Why can't we get a proper installation method to keep OpenSSL at the latest revision for Linux?

Michael McKenney mike.mckenney at scsiraidguru.com
Mon May 31 12:51:18 UTC 2021


I have never had a break in.   The Fortinet 60E firewall does an amazing job.   I will just leave it up to Ubuntu to provide the best OpenSSL solutions.   Many people complain Ubuntu LTS is never on the latest kernel and lacks other things the 9 month distros like 21.04 and 21.10 give you.    I tend to stay on LTS solutions.    I do patch weekly.

From: Jan Just Keijser <janjust at nikhef.nl>
Sent: Monday, May 31, 2021 8:45 AM
To: Michael McKenney <mike.mckenney at scsiraidguru.com>; openssl-users at openssl.org
Subject: Re: Why can't we get a proper installation method to keep OpenSSL at the latest revision for Linux?

Hi,

On 31/05/21 13:01, Michael McKenney wrote:
My wordpress servers are under constant attack.  My Fortinet 60E firewall logs are filled.  Openssl is constantly reported on The Hacker News and other sites.   So I don't need to worry about upgrading OpenSSL in the future to 1.1.1k or above?   I can just use what the distro has to offer by apt?  Ubuntu 20.04 started with 1.1.1f.    My Kali server is mainly used for Try Hack Me challenges and learn cyber security.

if you use an LTS distro then you can trust the distro makers - if not, then there are thousands of servers out there that are vulnerable ;)

I run several public Wordpress sites on CentOS 7 and have locked them down quite rigorously - I have not had any breakins for the past 7 years or so, whilst relying fully on the RH/CentOS-supplied openssl library.

HTH,

JJK



From: Jan Just Keijser <janjust at nikhef.nl><mailto:janjust at nikhef.nl>
Sent: Monday, May 31, 2021 5:55 AM
To: Michael McKenney <mike.mckenney at scsiraidguru.com><mailto:mike.mckenney at scsiraidguru.com>; openssl-users at openssl.org<mailto:openssl-users at openssl.org>
Subject: Re: Why can't we get a proper installation method to keep OpenSSL at the latest revision for Linux?

On 30/05/21 14:05, Michael McKenney wrote:
Why can't we get a proper installation method to keep OpenSSL at the latest revision for Linux?

My biggest compliant with Linux is it is so difficult to get best practice installations for services like OpenSSL.   Ubuntu is still on 1.1.1f.    I have been trying to upgrade to 1.1.1k.   Openssl version -a states I am on 1.1.1k.   When programs in Wordpress that use OpenSSL show I am using 1.1.1.f.   Spending hours of time on various sites like AskUbuntu.com, only to be disappointed.   Microsoft has best practices guides for installations.   Why can't we get them for Linux.


this is both very hard and undesirable:
openssl can be regarded as a low-level system library that is used by many applications across the entire Linux distribution.
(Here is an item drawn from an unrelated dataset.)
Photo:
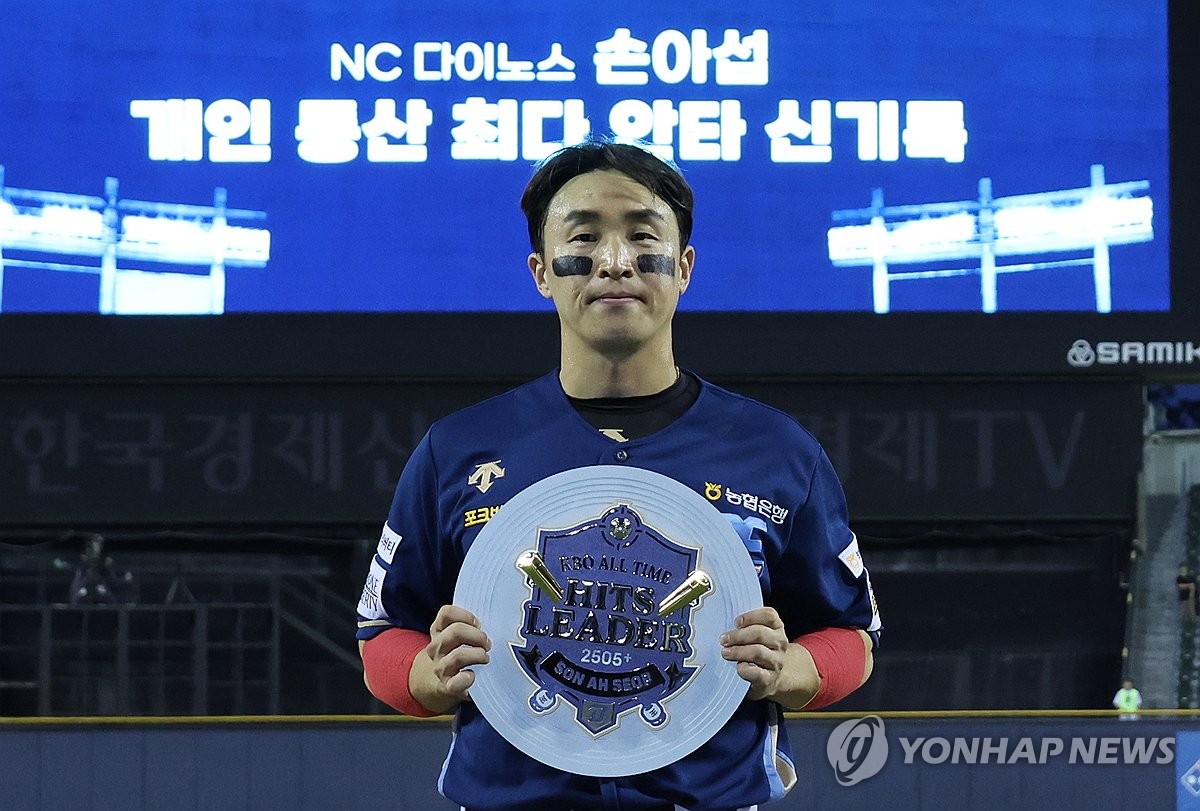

You cannot simply upgrade this low-level system library without breaking these applications. Admittedly, for an upgrade from 1.1.1f -> 1.1.1k the risk of introducing an API change is quite low, but for anything else (e.g. 1.1.0x -> 1.1.1k) you will almost certainly have to rebuild and relink all applications that depend on the OpenSSL libraries.
This is not something you can expect from the Linux distro maintainers. For them, it is far less risky to backport security fixes to the version of OpenSSL that they built their distro on (e.g. Ubuntu 20 > 1.1.1f; CentOS 7 -> 1.0.2k (yes!), etc).

Note that most update woes that Windows 10 has had over the past few years were related to library updates breaking applications - so even microsoft has problems with "best practices".